In August we took a trip to the Vale of Evesham in Worcestershire to catch up with our latest suppliers, Fruits of the Forage.
The Fruits of the Forage team invited us to one of their adopted orchards. We went along to see what they get up to, to learn about plum picking and to learn about their unique approach to preserve making.
Pershore and the Vale of Evesham – Victoria Plums
Pershore and the Vale of Evesham were historical centres for plum orchards with many of the varieties we find today originating in this area. It was a fruitful afternoon, with nearly half a ton of plums picked that would have otherwise gone to waste. The main bounty were the Victoria plums, the pink and yellow ones seen in this picture.
The Fruits of the Forage team popped down to the site a few weeks prior and harvested a load of plums that were just right for jam making: pre-ripe, slightly yellow, and sour to taste. Plums at this stage are perfect for jam making because they contain a lot of pectin, the naturally occurring substance that helps jam to set.
During this visit, a few weeks later, the fruits had reached full ripeness, a darker pinky yellow, making them sweeter and delicious to eat off the branch. At this stage, the plums contain less pectin and are more suitable for making sauces as jams made with these plums won’t set as well. This batch is likely to be used for a new line of fruits of the forage plum bbq sauce. Here is Bertie introducing us to the Victoria plums and the importance of allowing fruit to ripen on the branch.

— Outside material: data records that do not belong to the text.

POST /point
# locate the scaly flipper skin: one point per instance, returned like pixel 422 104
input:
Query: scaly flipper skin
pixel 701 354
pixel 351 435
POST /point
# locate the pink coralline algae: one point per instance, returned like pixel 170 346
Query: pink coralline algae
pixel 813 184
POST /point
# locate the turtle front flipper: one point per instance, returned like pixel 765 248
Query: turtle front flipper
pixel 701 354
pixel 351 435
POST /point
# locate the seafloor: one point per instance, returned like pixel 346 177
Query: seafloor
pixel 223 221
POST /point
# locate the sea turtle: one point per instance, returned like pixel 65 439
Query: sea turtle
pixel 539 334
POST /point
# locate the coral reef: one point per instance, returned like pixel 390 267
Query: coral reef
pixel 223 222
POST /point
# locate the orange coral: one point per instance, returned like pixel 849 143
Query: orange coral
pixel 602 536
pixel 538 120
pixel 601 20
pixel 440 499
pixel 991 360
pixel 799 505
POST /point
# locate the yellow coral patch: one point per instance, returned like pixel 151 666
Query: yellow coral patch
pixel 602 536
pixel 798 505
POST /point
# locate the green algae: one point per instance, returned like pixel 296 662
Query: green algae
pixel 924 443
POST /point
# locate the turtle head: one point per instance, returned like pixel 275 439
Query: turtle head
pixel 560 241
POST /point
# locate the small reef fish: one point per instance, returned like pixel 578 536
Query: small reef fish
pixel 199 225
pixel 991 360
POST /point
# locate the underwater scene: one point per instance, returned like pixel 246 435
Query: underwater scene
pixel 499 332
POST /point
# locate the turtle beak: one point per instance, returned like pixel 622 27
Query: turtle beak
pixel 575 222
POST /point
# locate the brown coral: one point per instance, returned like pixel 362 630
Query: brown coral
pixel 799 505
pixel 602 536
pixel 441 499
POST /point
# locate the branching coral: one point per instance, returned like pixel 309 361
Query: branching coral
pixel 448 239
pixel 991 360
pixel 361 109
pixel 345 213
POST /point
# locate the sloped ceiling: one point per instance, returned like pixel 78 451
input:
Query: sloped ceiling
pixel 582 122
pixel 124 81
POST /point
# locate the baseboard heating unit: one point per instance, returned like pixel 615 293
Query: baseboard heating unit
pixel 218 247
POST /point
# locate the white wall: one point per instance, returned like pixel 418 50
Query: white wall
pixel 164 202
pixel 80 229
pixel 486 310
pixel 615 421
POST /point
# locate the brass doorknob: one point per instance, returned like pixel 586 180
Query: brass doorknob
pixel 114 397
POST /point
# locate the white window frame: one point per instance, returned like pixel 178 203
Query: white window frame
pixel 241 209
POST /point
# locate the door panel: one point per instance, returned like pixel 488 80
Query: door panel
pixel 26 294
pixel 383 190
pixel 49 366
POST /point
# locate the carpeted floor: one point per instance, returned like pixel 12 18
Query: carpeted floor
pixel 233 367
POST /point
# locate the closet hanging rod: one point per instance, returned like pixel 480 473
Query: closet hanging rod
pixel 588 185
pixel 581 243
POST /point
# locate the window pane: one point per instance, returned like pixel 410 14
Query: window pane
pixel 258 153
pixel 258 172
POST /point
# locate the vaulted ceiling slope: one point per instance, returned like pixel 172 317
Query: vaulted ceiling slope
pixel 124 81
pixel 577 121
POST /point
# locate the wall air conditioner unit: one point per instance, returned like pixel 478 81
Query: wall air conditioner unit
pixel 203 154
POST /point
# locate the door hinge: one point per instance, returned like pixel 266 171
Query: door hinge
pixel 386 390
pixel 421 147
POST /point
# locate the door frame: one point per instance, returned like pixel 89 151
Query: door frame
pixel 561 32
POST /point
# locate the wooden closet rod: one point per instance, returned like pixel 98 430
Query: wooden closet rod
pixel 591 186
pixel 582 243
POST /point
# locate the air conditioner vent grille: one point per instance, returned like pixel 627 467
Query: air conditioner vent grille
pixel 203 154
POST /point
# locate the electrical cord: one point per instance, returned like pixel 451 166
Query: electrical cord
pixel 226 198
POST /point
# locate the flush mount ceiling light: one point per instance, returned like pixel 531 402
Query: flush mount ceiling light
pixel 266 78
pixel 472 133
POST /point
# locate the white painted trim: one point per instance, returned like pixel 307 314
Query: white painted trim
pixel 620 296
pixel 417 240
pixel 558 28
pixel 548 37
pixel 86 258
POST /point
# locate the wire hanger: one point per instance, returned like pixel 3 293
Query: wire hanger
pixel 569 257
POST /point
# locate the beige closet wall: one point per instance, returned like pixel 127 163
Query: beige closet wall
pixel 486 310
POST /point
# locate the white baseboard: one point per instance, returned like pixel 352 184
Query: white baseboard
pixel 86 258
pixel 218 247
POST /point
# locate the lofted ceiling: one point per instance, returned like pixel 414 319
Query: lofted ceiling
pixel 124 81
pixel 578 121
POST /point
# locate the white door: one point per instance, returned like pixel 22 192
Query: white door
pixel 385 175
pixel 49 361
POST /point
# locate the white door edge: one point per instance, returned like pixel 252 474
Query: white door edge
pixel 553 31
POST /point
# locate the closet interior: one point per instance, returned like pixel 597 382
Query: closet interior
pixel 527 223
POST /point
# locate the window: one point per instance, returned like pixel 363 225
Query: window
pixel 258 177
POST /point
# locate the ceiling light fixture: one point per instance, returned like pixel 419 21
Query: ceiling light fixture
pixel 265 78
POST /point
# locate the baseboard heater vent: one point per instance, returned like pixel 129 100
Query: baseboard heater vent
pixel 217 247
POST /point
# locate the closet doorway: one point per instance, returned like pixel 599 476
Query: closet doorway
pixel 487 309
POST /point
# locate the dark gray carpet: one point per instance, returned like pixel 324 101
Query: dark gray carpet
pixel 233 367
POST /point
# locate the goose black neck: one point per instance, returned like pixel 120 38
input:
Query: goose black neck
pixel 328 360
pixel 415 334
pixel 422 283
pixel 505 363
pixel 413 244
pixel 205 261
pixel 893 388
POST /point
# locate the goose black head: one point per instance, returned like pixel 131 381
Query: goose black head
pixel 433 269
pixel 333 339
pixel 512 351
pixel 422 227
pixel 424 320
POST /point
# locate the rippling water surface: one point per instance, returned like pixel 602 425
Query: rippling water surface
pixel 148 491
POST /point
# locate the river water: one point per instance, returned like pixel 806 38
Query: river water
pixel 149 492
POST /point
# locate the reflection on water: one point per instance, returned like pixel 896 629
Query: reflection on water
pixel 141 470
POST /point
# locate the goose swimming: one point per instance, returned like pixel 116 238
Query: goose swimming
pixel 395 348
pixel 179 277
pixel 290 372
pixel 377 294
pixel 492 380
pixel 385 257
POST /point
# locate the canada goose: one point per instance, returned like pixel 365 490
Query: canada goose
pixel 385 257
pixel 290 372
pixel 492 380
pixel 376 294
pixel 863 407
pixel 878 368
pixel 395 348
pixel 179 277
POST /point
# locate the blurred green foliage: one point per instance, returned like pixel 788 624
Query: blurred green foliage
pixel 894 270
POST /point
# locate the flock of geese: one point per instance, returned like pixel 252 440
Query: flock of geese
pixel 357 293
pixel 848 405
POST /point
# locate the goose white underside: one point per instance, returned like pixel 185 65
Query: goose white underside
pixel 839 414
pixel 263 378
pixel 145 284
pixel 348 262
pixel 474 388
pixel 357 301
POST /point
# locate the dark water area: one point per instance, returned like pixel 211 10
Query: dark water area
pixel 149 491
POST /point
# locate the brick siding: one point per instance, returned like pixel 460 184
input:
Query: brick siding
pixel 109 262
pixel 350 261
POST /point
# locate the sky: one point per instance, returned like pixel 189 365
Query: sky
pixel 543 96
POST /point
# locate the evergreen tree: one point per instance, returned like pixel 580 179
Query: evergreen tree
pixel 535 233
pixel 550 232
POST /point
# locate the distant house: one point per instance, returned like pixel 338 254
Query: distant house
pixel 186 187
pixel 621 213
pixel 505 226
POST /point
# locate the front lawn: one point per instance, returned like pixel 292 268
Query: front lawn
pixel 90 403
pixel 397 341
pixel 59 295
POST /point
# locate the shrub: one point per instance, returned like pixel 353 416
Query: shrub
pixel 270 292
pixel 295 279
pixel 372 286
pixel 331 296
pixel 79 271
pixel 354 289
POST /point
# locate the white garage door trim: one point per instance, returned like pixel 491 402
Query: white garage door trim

Video – Bertie on Victoria plums
Plum varieties – Pershore Plums
We joined the guys, filling a few buckets with plums, in between chats. Bertie introduced us to the numerous plum varieties in the orchard, including the Yellow Egg Plum, Purple Pershore and the ever popular Victoria variety. We learned about the local area, how it had been a centre for agriculture and a hub for plum production. The nearby town Pershore in Anglo Saxon means, “Forest of wild plums”.
Purple Pershore are plums specifically grown for cooking, being too tart to eat off the branch. When cooked down they produce a thick jam that can be sliced and is known as “fruit cheese”. Traditionally you would me made from quince and damson, but this new Purple Pershore fruit cheese will be a unique product, making the most of the strong flavour of the Pershore Plums harvested from authentic historic orchards where they were first discovered.
This is one of the things we like most about FOTF, they are always looking to create unique products that nobody else can make because they don’t have access to these historic orchards and the get up and go to go and harvest them.
Help us harvest fruit that’s left hanging
Fruits of the forage clearly love what they do, it is a part of their life and they even enjoy some creative writing on the subject of foraging. This video is of Freddy performing a poem that highlights the Fruits of the Forage call to action.
Their aim is to bring awareness of these old orchards, encouraging people to report areas of fruit trees that are left hanging. So much fruit hits the deck each year and FOTF want to take the opportunity to turn these derelict, abandoned yet laden orchards into productive centres for the production of new preserves.